The 12 semifinalists are:

  • Backup, a two-sided marketplace that connects Airbnb hosts with a reliable, affordable workforce of cleaners whose services align with the specific requirements of high-turnover rental properties. Backup says it will be the Uber of vacation rental cleaning in seven years. Backup is representing the UA
  • BioSeal XE, a wound bioadhesive that stops bleeding and accelerates wound healing for emergency situations involving cuts, tears or punctures. The initial market is horse owners who live on remote ranches to treat horses suffering traumatic wounds. BioSeal XE says it supplies immediate blood clotting, accelerated wound healing, infection prevention, easy application, cost savings and increased reliability. BioSeal XE is representing Oklahoma State University.
  • BullyProof, a software analytics platform that helps companies protect their workplace culture. BullyProof includes M.B.A. and M.F.A. graduate students who are representing the UA.
  • Cerobex Drug Delivery Technologies, which plans to commercialize a novel lipid-nanoparticle based drug delivery system that has demonstrated the ability to transport many different types of therapeutic molecules across the blood-brain barrier and into the brain tissue. Cerobex plans to develop treatments for select rare neurological diseases and to license treatments and the delivery system to pharmaceutical companies. Cerobex is representing Tufts University.
  • Closed Composites, which recycles carbon fiber composite waste into reusable organic materials and pristine carbon fiber mats using a proprietary chemical reaction. Closed Composites allows the recovery of more value from waste composites than other leading recycling strategies. Closed Composites is representing the University of Southern California.

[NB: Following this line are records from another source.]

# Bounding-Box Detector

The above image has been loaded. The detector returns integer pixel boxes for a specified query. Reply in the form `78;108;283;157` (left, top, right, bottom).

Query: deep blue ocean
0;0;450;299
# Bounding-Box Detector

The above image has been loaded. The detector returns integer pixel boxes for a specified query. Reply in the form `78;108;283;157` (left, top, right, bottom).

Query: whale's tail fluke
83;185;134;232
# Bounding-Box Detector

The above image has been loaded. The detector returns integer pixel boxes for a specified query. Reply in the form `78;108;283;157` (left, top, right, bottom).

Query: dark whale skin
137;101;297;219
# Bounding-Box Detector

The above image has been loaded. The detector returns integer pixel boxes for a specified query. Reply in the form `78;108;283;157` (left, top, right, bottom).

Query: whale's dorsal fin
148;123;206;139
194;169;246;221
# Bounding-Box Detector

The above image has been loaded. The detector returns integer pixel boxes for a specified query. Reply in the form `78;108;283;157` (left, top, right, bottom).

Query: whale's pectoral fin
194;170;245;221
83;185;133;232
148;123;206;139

  • Nivera Solutions, which has created a durable, multifaceted product that keeps ice from coating a surface. The product is applicable from protecting energy infrastructure to fighting food waste. The team includes materials science and M.B.A. students currently in New Venture Development. Nivera is representing the UA.
  • Nurlabs, a patent-pending, non-traditional, non-invasive liquid biopsy platform using materials science and machine learning for early cancer screening, bringing a fresh perspective to an old problem. Nurlabs is representing the University of California at Los Angeles.
  • Paldara Inc., a patent-pending antimicrobial hydrogel to prevent 99% of catheter-associated urinary tract infections, the number one healthcare acquired infection. Prevention beats remediation economically and from a quality-of-life perspective. Paldara is representing Oklahoma State University.
  • ReGen Technologies, which has a pilot product SynFloTM, a vascular graft based on a patent-pending technology that significantly reduces vascular surgery-associated risk and health care costs. The technology has also shown promise as a potential solution to other frustrations related with infections, suggesting the proprietary technology could yield a broader surgical product platform. ReGen Technologies includes biomedical researchers from the University of Arkansas for Medical Sciences and business students from the UA.
  • Ripely provides a 100% or more increase in the shelf life of fresh food. Ripely produces edible, tasteless, odorless and invisible protein-based protective coatings for fresh food that are easily applied by food retailers and consumers, at no expense to food quality. Ripely says its mission is to provide the largest innovation in fighting food waste since the advent of refrigeration. Ripely is representing Rensselaer Polytechnic Institute.
  • Uniphage Inc., which uses machine learning to mainstream bacteriophage solution usage by making the process of producing bacteriophage solutions significantly “less random,” faster, cheaper and more robust. Uniphage also uses the same core set of bacteriophages with minor genetic modifications for every new disease to make the regulatory approval process much easier. Uniphage is representing Yale-NUS College.
  • Urogix, which has a minimally invasive surgical device for age-related prostate enlargement that offers an alternative to years-long medications or more invasive surgical procedures by providing immediate and permanent relief without complications. Urogix is representing Washington University in St. Louis.